As used herein, the term “lean natural gas” refers to natural gas comprising less than about 1 mole percent C3+ material.
As used herein, the term “mid-range standard boiling point” refers to the temperature at which half of the weight of a mixture of physical components has been vaporized (i.e., boiled off) at standard pressure.
As used herein, the term “mixed refrigerant” refers to a refrigerant containing a plurality of different components, where no single component makes up more than 75 mole percent of the refrigerant.
As used herein, the term “natural gas” means a stream containing at least 75 mole percent methane, with the balance being ethane, higher hydrocarbons, nitrogen, carbon dioxide, and/or a minor amount of other contaminants such as mercury, hydrogen sulfide, and mercaptan.

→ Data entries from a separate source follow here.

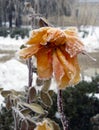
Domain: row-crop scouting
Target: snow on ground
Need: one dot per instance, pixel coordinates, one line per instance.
(9, 43)
(91, 42)
(14, 74)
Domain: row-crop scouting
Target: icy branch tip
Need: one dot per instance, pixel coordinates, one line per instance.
(85, 53)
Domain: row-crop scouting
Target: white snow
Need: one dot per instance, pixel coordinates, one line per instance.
(14, 74)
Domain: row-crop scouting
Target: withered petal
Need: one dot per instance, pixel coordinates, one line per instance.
(29, 51)
(57, 69)
(44, 63)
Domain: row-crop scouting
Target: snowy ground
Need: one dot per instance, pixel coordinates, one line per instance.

As used herein, the terms “natural gas liquids” or “NGL” refer to mixtures of hydrocarbons whose components are, for example, typically heavier than ethane. Some examples of hydrocarbon components of NGL streams include propane, butane, and pentane isomers, benzene, toluene, and other aromatic compounds.
As used herein, the term “open-loop refrigeration cycle” refers to a refrigeration cycle wherein at least a portion of the refrigerant employed during normal operation originates from the fluid being cooled by the refrigeration cycle.
As used herein, the terms “predominantly,” “primarily,” “principally,” and “in major portion,” when used to describe the presence of a particular component of a fluid stream, means that the fluid stream comprises at least 50 mole percent of the stated component. For example, a “predominantly” methane stream, a “primarily” methane stream, a stream “principally” comprised of methane, or a stream comprised “in major portion” of methane each denote a stream comprising at least 50 mole percent methane.
As used herein, the term “pure component refrigerant” means a refrigerant that is not a mixed refrigerant.
As used herein, the term “rich natural gas” refers to natural gas having greater than about 1.1 mole percent C3+ material.
As used herein, the terms “upstream” and “downstream” refer to the relative positions of various components of a natural gas liquefaction facility along the main flow path of natural gas through the facility.
The preferred forms of the invention described above are to be used as illustration only, and should not be used in a limiting sense to interpret the scope of the present invention. Modifications to the exemplary embodiments, set forth above, could be readily made by those skilled in the art without departing from the spirit of the present invention.
The inventors hereby state their intent to rely on the Doctrine of Equivalents to determine and assess the reasonably fair scope of the present invention as pertains to any apparatus not materially departing from but outside the literal scope of the invention as set forth in the following claims.